I experienced the exact same fear when I was in Japan as an exchange student. I went there with a basic knowledge of the language; I was able to introduce myself, read hiragana and katakana and recognize some kanjis. During the first weeks I spoke English with my family and it was so so so difficult to even start to say phrases in Japanese. I got annoyed at myself for not speaking Japanese but I was so scared to make mistakes and/or not being able to say what I wanted to say so I just continued with English. At one point my host mom sat me down and just told me that I need to start to say things in Japanese, even if it's a simple "学校は楽しかったです" ("school was fun") or "えええ、この食べ物は本当に美味しいです" ("this food is delicious!") or just one word in a sentence. I just had to start to use the vocabulary that I had and start to ask more questions when I didn't know what something was in Japanese. It was difficult, I felt like an idiot for only being able to contribute to our dinner conversations with an occasional "can you give me x?" or "this is delicious" but I did it. At school, I had conversations with my classmates and I didn't understand the majority of the things that were said to me but I just nodded and agreed and pretended I knew what was going on. Then there were the moments when I realized that I actually can speak Japanese, like that one time when I was able to visit a shoemaker and explain that the shoes were too small. It was a small thing but it felt like I'd just won something great — I was able to make myself understood in a language that I could barely speak three weeks before that.

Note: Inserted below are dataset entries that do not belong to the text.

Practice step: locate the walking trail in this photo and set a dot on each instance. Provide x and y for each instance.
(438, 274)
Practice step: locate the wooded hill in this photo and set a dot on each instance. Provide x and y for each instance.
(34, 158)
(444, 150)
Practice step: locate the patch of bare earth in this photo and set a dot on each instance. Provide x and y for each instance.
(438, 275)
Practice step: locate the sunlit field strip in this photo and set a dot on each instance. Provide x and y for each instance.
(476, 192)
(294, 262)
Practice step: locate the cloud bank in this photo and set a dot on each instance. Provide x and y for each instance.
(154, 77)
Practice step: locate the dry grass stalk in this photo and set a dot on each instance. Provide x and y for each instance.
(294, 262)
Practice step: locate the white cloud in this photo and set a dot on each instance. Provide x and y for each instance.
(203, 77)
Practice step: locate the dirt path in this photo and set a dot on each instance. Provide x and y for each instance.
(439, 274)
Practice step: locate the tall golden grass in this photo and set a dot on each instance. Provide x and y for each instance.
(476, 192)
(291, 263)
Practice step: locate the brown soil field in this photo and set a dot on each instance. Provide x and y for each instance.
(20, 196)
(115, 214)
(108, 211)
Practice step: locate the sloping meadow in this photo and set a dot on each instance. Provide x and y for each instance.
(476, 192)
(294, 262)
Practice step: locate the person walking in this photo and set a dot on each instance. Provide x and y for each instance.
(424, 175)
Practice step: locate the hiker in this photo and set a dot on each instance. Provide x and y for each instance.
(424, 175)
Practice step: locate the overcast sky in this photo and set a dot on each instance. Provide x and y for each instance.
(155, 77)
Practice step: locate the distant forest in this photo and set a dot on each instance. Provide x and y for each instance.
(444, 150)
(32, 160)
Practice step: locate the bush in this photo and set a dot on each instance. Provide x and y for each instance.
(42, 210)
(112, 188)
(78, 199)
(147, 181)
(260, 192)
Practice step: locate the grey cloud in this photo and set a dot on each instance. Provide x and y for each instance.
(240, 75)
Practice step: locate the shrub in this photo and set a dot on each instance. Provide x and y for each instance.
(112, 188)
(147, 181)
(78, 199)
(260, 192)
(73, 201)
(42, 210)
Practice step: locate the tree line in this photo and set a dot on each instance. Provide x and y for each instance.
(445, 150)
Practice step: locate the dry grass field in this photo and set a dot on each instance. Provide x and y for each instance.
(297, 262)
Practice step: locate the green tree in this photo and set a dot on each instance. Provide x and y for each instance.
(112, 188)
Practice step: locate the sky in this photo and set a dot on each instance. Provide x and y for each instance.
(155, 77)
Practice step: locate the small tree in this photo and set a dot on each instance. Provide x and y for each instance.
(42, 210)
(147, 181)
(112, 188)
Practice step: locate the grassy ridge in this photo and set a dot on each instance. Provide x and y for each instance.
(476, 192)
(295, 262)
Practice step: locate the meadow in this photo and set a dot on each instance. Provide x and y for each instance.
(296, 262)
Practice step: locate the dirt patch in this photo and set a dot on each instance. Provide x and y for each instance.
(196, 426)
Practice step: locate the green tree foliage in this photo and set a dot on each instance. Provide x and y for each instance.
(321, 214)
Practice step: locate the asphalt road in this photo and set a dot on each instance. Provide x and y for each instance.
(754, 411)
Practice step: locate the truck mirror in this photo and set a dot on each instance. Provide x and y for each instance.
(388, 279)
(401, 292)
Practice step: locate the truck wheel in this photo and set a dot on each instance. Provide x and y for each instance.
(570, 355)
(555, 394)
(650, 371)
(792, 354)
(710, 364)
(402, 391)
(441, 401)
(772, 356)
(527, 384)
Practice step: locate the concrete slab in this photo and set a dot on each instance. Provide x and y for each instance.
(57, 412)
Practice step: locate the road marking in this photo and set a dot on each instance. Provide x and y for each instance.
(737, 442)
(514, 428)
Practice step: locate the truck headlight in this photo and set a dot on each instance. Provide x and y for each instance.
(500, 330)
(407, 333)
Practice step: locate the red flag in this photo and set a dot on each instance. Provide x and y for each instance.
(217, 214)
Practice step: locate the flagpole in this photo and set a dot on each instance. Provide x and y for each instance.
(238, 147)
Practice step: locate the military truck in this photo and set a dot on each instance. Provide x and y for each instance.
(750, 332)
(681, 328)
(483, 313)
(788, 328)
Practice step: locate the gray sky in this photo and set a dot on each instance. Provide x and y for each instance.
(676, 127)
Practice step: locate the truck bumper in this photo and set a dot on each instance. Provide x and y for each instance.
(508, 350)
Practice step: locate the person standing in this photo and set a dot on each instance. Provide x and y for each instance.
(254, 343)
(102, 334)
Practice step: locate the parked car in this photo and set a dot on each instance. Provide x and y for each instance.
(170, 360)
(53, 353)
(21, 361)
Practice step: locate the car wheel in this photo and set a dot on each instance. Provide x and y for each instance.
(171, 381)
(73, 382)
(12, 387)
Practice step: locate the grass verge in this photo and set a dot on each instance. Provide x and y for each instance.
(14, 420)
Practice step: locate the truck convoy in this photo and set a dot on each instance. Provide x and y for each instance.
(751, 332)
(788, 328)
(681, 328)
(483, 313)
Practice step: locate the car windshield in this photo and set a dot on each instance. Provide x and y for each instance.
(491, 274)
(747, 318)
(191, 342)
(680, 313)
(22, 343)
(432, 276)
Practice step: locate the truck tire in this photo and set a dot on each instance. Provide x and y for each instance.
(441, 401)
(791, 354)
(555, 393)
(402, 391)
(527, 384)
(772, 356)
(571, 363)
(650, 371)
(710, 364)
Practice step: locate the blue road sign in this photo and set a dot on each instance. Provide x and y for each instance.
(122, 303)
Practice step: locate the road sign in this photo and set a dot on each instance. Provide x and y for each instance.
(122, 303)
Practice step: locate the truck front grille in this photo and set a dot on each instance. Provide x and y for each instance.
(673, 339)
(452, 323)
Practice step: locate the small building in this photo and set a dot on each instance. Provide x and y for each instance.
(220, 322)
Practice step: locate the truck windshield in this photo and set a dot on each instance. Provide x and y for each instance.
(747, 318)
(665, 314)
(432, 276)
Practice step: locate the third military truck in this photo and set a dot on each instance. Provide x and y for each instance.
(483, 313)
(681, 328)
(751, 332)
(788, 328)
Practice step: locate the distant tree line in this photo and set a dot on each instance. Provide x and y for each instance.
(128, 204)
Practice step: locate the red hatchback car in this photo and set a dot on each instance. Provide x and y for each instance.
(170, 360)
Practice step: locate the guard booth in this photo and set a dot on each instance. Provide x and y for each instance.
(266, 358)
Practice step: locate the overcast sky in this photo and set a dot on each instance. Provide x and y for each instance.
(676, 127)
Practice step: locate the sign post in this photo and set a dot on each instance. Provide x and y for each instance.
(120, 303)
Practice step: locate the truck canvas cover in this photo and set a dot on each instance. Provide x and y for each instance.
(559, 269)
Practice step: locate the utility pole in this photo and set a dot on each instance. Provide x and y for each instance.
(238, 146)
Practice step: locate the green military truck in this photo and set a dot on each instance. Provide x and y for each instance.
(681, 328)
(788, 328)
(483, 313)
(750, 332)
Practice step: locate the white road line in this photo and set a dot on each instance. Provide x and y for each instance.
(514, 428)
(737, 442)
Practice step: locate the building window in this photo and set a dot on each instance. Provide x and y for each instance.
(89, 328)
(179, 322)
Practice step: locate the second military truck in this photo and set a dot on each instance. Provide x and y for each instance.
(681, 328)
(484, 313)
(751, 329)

There are times when doing or saying a thing feels really scary and I'd rather write my notes in a different pen (anyone who knows me knows that that is a big thing, as I have my one and only pen that I use to write my notes) but I end up saying/doing the thing anyways. It is moments like those when I tend to think back at the times I've been the most scared I've ever been and the whole exchange experience is quite often the one I think of. At the time it didn't seem that terrifying but now that I think about it... it was a brave thing to do. I'd just started high school and decided that I can live on the other side of the world, in a country that speaks a language with a whole different writing system and that has a culture nothing alike to the one I've been brought up in. When people ask about my exchange year I tend to say that it was a learning experience like no other and that it was definitely not the best time of my life but oh so worth it. That's me being as diplomatic as I can but the truth is, I would not change it for anything. The amount of courage and self-confidence that Japan gave me... I couldn't have acquired it in any other way. The people I've met, thanks to my exchange year, have been (and continue to be) incredible. It was a tough way of learning but it was worth it.

In summer of 2014 I returned to Japan with Jasmin and it was me who did most of the talking (since Jasmin forced me even though her Japanese is so much better than mine & we were in the Kansai -region and I don't speak Kansai-ben). Yes, I probably made mistakes but it was okay as I was understood everywhere. Even in immigration when we returned from Seoul and decided to speak Japanese because it felt so natural. The reason why it was so easy to just speak Japanese might be the fact that whenever a gaijin speaks Japanese you get complimented. Every. single. time. You say "okay" to a cashier and you get complimented for your language skills. With a language like English... well, you kind of just expect to be able to speak it perfectly if you're even going to try. I tend to laugh when people say that English is a difficult language, compared to Finnish it really isn't that bad (despite the fact that words aren't pronounced as they are written) but in general English is quite simple. However, it is not my first language and in general I feel like I can express myself at least well enough for people to understand me. If I've been able to acquire a high school diploma in English and I can study in an English university that should say something? Maybe, who knows.

The truth is, even if my English isn't perfect all the time at least I am capable of speaking four other languages as well. Except when I can't find the word in any language and I'm left with a massive confusion of "what an earth is this in ANY language?!?".